Eiser heeft in alle zaken verzocht te worden ontheven van de verplichting tot voldoening van griffierecht in verband met betalingsonmacht.
Verweerder heeft in alle zaken een verweerschrift ingediend.
Het onderzoek ter zitting heeft – gevoegd – plaatsgevonden op 3 juli 2017. Eiser is verschenen. Verweerder heeft zich laten vertegenwoordigen door mr. H.W.J. Visser, T.J.A. Franssen, L.H.T. Hagebols en C.A.M. Nusteling.
Overwegingen
1. In artikel 8:41, eerste lid, van de Algemene wet bestuursrecht (Awb) is bepaald dat van de indiener van het beroepschrift door de griffier een griffierecht wordt geheven. In het zesde lid is bepaald dat het beroep niet-ontvankelijk is indien het bedrag niet tijdig is bijgeschreven of gestort, tenzij redelijkerwijs niet kan worden geoordeeld dat de indiener in verzuim is geweest.
2. Eiser heeft in een groot aantal zaken bij deze rechtbank een beroep op betalingsonmacht gedaan. Bij uitspraken van 12 oktober 2016 (ECLI:NL:RVS:2016:2730) en 21 oktober 2016 (zaaknummers 20150841/2/A3 en 201509229/2/A3) heeft de Afdeling drie zaken van eiser teruggewezen naar de rechtbank om opnieuw te beoordelen of hem ontheffing van de verplichting tot voldoening van griffierecht moet worden verleend. In deze uitspraken heeft de Afdeling geoordeeld dat de rechtbank bij de beoordeling van de beroepen op betalingsonmacht de vraag dient te betrekken of sprake is van misbruik van recht door eiser.
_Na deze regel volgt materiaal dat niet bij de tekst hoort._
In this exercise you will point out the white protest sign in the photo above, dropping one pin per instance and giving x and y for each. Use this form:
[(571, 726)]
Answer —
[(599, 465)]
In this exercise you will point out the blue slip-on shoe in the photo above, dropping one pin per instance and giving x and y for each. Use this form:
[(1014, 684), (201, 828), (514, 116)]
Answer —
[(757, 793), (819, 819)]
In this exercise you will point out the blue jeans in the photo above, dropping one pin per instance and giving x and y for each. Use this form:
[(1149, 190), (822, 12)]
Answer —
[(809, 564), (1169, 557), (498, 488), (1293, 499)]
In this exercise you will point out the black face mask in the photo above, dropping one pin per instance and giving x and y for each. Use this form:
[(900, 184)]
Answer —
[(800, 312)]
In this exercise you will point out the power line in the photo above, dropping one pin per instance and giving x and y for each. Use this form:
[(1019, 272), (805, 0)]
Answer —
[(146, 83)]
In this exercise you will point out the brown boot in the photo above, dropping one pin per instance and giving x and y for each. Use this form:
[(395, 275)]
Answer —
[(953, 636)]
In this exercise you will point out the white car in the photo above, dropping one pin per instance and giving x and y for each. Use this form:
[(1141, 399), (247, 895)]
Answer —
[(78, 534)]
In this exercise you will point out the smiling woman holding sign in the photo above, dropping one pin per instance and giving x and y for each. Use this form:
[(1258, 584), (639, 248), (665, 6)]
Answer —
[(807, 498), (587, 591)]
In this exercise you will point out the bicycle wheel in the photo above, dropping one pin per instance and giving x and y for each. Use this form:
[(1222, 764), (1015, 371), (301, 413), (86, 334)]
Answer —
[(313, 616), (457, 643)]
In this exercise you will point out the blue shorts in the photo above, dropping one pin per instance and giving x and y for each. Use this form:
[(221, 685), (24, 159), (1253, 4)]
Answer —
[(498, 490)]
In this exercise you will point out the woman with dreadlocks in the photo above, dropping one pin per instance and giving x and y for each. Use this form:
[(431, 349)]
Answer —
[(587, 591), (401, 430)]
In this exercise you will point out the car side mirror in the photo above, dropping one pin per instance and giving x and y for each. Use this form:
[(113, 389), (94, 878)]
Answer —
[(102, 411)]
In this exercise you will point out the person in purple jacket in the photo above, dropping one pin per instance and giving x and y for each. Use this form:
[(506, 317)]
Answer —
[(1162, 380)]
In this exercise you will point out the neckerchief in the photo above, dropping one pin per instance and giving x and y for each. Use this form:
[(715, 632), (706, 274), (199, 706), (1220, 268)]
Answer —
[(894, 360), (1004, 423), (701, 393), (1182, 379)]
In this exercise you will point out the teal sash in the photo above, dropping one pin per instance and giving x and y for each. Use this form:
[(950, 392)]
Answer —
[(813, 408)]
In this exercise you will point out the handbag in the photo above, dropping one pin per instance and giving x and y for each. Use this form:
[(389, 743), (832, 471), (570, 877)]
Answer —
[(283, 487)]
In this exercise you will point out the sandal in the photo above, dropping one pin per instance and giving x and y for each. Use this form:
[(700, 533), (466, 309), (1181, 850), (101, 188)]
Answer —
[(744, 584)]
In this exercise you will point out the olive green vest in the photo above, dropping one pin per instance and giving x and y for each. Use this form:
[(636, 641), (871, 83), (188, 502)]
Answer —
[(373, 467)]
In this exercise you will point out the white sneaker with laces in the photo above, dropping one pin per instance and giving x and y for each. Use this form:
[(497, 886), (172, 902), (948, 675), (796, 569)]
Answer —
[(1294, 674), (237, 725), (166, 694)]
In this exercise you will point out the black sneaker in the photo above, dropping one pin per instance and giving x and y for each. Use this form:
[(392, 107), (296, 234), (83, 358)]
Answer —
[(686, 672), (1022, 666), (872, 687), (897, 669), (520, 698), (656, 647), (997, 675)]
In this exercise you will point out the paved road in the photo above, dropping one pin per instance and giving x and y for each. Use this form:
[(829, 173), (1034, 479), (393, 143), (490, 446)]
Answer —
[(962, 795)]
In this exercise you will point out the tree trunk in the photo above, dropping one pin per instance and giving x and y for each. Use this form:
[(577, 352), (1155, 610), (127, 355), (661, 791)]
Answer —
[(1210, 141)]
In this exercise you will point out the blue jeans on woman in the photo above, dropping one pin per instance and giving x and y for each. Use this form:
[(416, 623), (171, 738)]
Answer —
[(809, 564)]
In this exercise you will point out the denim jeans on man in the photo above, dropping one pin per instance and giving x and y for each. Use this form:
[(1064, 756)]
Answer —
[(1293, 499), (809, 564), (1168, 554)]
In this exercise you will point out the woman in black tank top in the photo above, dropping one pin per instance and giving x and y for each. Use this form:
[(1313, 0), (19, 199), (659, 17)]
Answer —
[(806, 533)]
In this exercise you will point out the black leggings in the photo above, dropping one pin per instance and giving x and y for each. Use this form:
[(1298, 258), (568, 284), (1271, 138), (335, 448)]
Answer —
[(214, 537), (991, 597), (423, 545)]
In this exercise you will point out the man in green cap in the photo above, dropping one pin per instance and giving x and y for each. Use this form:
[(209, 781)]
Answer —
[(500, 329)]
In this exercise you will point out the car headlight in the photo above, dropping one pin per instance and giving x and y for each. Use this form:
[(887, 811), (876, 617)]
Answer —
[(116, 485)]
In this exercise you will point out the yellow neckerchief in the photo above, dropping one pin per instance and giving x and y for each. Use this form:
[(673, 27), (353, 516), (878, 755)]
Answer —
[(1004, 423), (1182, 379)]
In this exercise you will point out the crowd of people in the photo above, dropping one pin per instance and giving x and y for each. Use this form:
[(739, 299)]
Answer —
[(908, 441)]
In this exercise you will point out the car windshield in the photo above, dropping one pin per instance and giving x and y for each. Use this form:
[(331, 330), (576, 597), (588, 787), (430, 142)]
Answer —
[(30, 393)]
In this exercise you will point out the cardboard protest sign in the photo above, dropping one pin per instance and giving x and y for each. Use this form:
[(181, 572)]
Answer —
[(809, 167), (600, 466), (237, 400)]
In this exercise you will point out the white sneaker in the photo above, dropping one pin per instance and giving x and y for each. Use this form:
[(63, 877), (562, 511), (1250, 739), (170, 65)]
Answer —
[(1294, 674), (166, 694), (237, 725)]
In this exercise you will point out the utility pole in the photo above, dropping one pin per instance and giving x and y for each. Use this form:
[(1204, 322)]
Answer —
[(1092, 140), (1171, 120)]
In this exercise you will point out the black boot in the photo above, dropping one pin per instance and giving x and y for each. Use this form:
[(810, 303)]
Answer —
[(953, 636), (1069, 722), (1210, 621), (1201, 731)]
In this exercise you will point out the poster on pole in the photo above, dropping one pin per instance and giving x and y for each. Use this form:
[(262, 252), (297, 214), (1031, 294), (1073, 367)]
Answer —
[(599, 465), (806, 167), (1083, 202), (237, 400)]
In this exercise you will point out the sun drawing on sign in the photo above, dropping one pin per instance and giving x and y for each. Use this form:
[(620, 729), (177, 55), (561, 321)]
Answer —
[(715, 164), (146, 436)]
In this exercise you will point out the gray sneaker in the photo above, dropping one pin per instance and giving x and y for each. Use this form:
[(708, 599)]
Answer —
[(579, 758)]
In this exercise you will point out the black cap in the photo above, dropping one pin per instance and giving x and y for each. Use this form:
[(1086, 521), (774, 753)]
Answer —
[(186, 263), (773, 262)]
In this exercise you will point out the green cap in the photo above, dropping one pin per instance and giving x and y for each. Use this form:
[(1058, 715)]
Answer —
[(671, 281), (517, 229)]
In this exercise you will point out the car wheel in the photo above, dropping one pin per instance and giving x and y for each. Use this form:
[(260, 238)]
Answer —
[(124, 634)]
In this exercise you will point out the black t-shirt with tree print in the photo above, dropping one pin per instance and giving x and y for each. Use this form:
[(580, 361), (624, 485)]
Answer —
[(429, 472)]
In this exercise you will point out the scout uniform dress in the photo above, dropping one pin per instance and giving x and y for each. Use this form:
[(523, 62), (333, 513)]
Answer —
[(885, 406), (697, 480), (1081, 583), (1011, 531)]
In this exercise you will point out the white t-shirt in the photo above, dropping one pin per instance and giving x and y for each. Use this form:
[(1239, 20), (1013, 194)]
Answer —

Het door een rechtzoekende, wiens beroep op betalingsonmacht eenmaal door de bestuursrechter is gehonoreerd, veelvuldig – al dan niet tegelijkertijd of nagenoeg tegelijkertijd – starten van procedures waarin telkens een beroep op betalingsonmacht wordt gedaan, kan de bestuursrechter onder omstandigheden tot de slotsom leiden dat sprake is van misbruik van recht, aldus de Afdeling. Indien de bestuursrechter tot het oordeel komt dat een rechtzoekende misbruik van recht maakt, kan de bestuursrechter volgens de Afdeling een beroep op betalingsonmacht afwijzen, ook al blijkt dat het inkomen van die rechtzoekende minder bedraagt dan 90 procent van de voor een alleenstaande geldende (maximale) bijstandsnorm.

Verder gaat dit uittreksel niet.